Soccer: U.S. women’s team right to fight for equality, says Duggan

FAN Editor
FILE PHOTO: England Women's Media Day
FILE PHOTO: Soccer Football – England Women’s Media Day – St. George’s Park, Burton upon Trent, Britain – May 23, 2019 England’s Toni Duggan during the media day Action Images via Reuters/Carl Recine – /File Photo

June 6, 2019

(Reuters) – England forward Toni Duggan has said she supports the U.S. women’s soccer team in their battle for equal pay with their male counterparts but does not think that England’s women players should adopt a similar approach.

Reigning women’s world champions the United States sued their soccer federation in March with allegations of gender discrimination and complaints about lower wages and unfavorable working conditions.

The lawsuit has fed the debate about gender inequality in soccer but Duggan believes that although women players in England should be paid better, the push for equality should begin with getting them access to better facilities.

“I don’t want to just start with money. We need pitches, facilities,” she told The Guardian. “Equality for me is having a pitch to play on and hot showers in the changing rooms before we talk about the money we get.”

The total prize pool for the women’s World Cup is $30 million, less than the $38 million that France received for winning the men’s tournament in Russia last year.

Australia’s players union launched a campaign last week calling for the $370 million gulf in prize money between the men and women’s World Cups to be closed, but Duggan said the money divide was because men’s soccer was more popular than women’s.

The 27-year-old added that the U.S. women’s team, who have won the World Cup three times, are justified in their fight because they have been more successful than their male counterparts, who have never reached the final of a World Cup.

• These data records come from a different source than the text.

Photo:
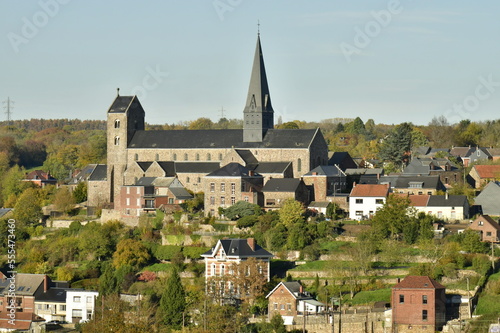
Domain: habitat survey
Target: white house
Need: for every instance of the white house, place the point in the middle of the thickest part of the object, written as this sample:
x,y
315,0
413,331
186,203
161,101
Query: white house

“I have a strong opinion on it and I believe they should be doing it because they’re more successful than their men’s team,” Duggan said. “Should (the England women’s team) be doing it? No.

“We don’t bring in the money that the men do, we’re not as successful as them yet. They bring in a lot more money than us commercially and are more successful. They have more fans, are more popular.

“I believe the girls should be better paid but not the same as the men.”

England take on Scotland in their World Cup opener in France on Sunday.